May I just add one thing while I have the floor? I wonder if at the beginning, right in the introductory sentence-this is a matter of drafting-we couldn’t say “…the rights granted under copyright shall include the right to do or authorize any of the following with respect to the copyrighted work.”

***

SKIPPER: I am James Skipper, representing the Association of Research Libraries, and I’d like to speak for just a moment on this problem of information storage and retrieval. The point was made that, if a text goes into a computer and the entire text is printed out, this is a violation of copyright, I would be inclined to agree with this principle.

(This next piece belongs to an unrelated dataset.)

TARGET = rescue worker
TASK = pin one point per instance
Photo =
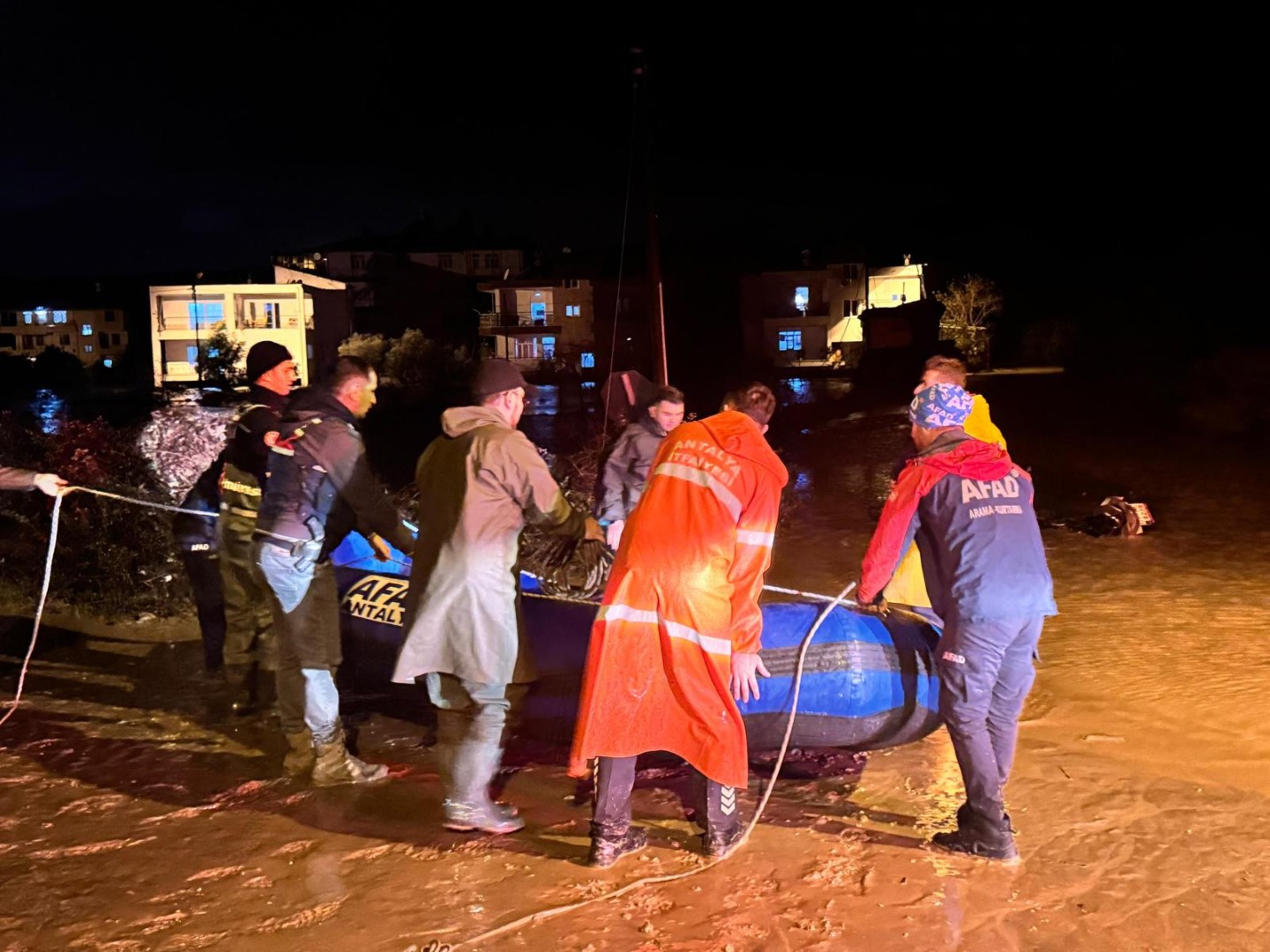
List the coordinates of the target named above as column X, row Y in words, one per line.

However, I would hate to see anything written into the law that would inadvertently inhibit research.

***

With the potential of optical scanners, with the potential of indexing in depth for information retrieval, it is becoming increasingly necessary to feed the whole text in to the computer apparatus. But what you’re getting out is an analysis. You’re indexing literature; you’re not printing out the whole text.

***

ROTHENBERG: The information storage systems being defined now will not be confined to use in a library for literary analysis. For example, law offices will have sending and receiving sets to obtain information from a storage system at the nearest large law library. This may reduce substantially the need by law offices for many textbooks. Yet the information obtained from the machine, at any one time, might constitute fair use within the traditional sense.

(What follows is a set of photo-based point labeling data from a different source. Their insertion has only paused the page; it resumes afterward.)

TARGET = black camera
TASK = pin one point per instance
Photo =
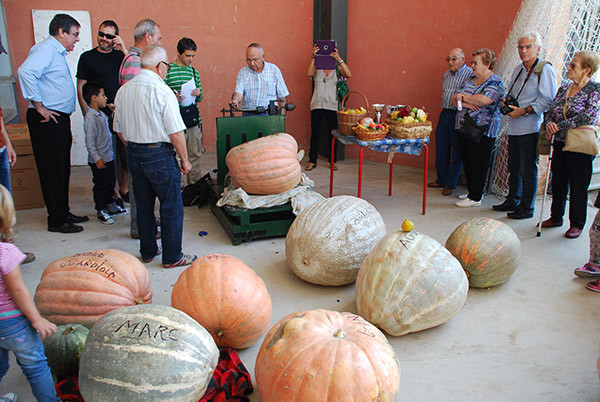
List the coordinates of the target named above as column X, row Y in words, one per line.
column 509, row 101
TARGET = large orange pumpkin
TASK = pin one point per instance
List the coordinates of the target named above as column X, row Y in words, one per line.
column 322, row 355
column 81, row 288
column 266, row 165
column 226, row 297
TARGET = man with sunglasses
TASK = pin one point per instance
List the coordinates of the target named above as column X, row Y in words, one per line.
column 101, row 64
column 447, row 155
column 47, row 84
column 533, row 85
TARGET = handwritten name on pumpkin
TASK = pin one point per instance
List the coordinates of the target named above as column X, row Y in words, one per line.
column 78, row 262
column 362, row 215
column 138, row 329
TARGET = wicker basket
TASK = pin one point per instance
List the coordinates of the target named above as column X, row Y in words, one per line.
column 409, row 130
column 365, row 134
column 345, row 120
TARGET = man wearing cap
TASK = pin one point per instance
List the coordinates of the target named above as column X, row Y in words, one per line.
column 47, row 84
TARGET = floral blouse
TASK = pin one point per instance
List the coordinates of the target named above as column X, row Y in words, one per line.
column 582, row 108
column 490, row 114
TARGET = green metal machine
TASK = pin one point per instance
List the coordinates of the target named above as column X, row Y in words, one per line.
column 244, row 225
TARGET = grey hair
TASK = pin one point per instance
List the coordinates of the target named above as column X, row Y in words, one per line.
column 142, row 28
column 534, row 35
column 152, row 55
column 259, row 47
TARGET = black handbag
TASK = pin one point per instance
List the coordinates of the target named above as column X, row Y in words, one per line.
column 190, row 115
column 470, row 130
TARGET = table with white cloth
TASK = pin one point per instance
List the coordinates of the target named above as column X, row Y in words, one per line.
column 391, row 146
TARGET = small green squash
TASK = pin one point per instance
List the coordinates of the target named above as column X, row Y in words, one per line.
column 487, row 249
column 63, row 349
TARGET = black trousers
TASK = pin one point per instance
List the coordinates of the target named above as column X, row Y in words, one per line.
column 318, row 117
column 571, row 172
column 476, row 162
column 104, row 184
column 51, row 144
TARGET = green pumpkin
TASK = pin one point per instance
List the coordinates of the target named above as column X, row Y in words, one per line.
column 63, row 349
column 147, row 353
column 487, row 249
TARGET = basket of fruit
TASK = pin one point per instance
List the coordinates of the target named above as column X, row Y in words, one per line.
column 368, row 130
column 349, row 117
column 408, row 123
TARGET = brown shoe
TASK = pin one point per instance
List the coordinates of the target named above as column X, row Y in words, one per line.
column 573, row 233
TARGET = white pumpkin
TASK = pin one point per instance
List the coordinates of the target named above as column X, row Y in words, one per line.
column 329, row 240
column 409, row 282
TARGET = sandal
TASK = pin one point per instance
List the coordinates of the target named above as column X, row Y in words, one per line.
column 147, row 260
column 594, row 286
column 587, row 271
column 186, row 259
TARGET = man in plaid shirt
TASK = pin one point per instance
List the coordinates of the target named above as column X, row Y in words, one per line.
column 259, row 82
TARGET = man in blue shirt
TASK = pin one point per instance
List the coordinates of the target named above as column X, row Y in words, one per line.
column 533, row 85
column 447, row 154
column 47, row 84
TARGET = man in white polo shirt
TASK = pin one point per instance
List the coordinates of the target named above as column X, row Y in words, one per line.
column 147, row 116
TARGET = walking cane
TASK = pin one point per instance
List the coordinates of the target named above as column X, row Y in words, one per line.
column 539, row 233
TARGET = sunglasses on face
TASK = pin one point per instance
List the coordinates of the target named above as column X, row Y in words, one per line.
column 105, row 35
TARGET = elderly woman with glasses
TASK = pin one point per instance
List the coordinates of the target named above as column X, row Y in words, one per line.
column 480, row 97
column 576, row 104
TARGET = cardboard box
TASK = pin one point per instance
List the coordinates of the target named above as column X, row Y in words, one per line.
column 19, row 137
column 25, row 183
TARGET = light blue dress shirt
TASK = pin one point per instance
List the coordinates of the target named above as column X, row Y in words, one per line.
column 45, row 77
column 539, row 91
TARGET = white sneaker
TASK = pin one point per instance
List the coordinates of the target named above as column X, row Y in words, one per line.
column 467, row 202
column 10, row 397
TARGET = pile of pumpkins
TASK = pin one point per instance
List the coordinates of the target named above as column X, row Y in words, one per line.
column 405, row 282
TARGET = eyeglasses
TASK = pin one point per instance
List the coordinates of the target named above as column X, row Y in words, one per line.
column 166, row 64
column 107, row 36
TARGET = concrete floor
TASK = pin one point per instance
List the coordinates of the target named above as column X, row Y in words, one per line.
column 535, row 338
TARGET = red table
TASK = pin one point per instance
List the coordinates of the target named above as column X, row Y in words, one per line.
column 390, row 145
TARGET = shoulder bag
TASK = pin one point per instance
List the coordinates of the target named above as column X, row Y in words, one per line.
column 582, row 139
column 190, row 114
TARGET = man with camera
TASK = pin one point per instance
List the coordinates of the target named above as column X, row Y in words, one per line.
column 533, row 86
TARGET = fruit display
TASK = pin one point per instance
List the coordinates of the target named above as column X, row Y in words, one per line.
column 488, row 250
column 406, row 123
column 409, row 282
column 322, row 355
column 81, row 288
column 147, row 353
column 226, row 297
column 328, row 241
column 63, row 349
column 266, row 165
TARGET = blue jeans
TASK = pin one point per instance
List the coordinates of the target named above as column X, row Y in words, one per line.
column 155, row 173
column 522, row 167
column 447, row 152
column 18, row 336
column 4, row 170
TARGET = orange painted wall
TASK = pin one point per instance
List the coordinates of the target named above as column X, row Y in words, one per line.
column 396, row 49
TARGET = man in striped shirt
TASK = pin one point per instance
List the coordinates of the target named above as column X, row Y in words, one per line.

Accordingly, the copyright owner must control the right at the very outset when his book is being placed into the machine, because it is the cumulative effect of the multiple fair uses which will effectively destroy the value of his copyright.

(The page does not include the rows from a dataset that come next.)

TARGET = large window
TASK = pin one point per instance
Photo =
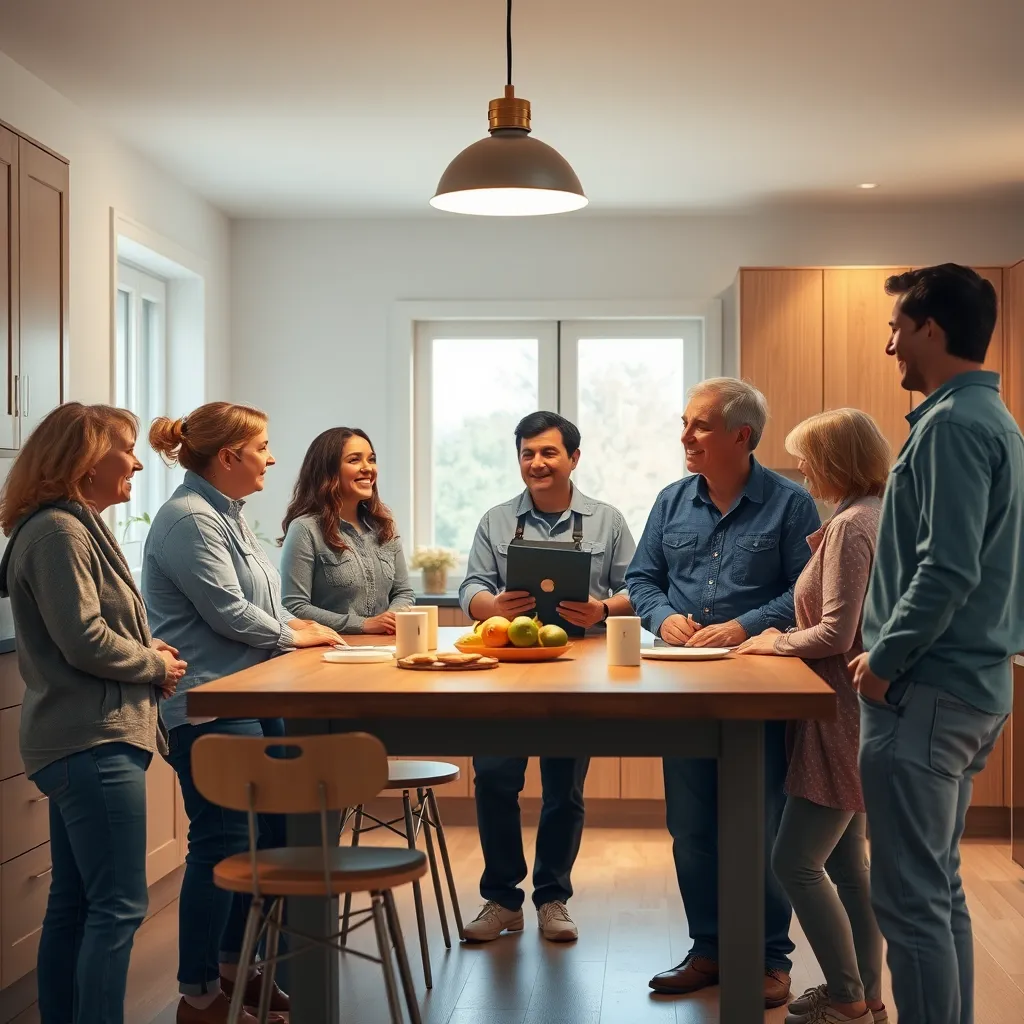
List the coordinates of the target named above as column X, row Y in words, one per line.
column 622, row 382
column 141, row 386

GOLDMAN: Are you suggesting that the need is to control putting the work into the machine?

ROTHENBERG: Yes.

GOLDMAN: And then you don’t have to worry about the use by taking it out of the machine?

ROTHENBERG: Then it will be merely by contract; whatever arrangement the copyright owner wishes to make with Remington Rand or whoever the company is, or the program.

***

IRWIN KARP (Authors League/Authors Guild): As Mr. Rothenberg points out, you’ve got another separate problem when it comes to using the machine in lieu of the book to begin with in the type of operation where you are actually wiping out the markets for multiple copies. There I don’t think you can solve it in any other way than by controlling the right to put it in. I think you have to control both the right to put it in and the right to take it out.

And so it came to pass. The next version of the copyright bill, a 1964 draft, provided that “the owner of the copyright under this title has the exclusive rights to do or to authorize and of the following” (emphasis added).  This language filled a frightening loss-of-control void in authors’ rights.

And, in Section 106 of our current copyright law: “Subject to sections 107 through 122, the owner of copyright under this title has the exclusive rights to do and to authorize any of the [exclusive rights listed in Section 106].”

Problem solved, or so we thought.

*******************

Orphan Row

After HathiTrust released the list of candidates for its Orphan Works Program, we had a look at the 1977 UMI catalogue. The very first book listed on the HathiTrust list of “orphans”—Preachers Present Arms, by Ray Hamilton Abrams—was listed in that catalog, along with six other “orphans”: Between Two Wars, by the Princeton psychologist James Mark Baldwin; Richard Allen Foster’s critical study The School in American Literature; a University of Michigan report titled Group Influence in Marketing and Public Relations; a 1953 biography of the composer Stephen Foster by the music historian John Tasker Howard; Claude Searcy McIver’s literary study of the novels of W.S. Maugham; Robert Gould: Seventeenth Century Satirist, by Eugene Hulse Sloane; and Henry Justin Smith’s It’s the Way It’s Written.

If the rights to so many works could be cleared using mailmen and pre-Google research tools, what excuse remains for the tech giants of today—with greater resources and fewer obstacles in their way—to build their empires on the backs of uncompensated creators?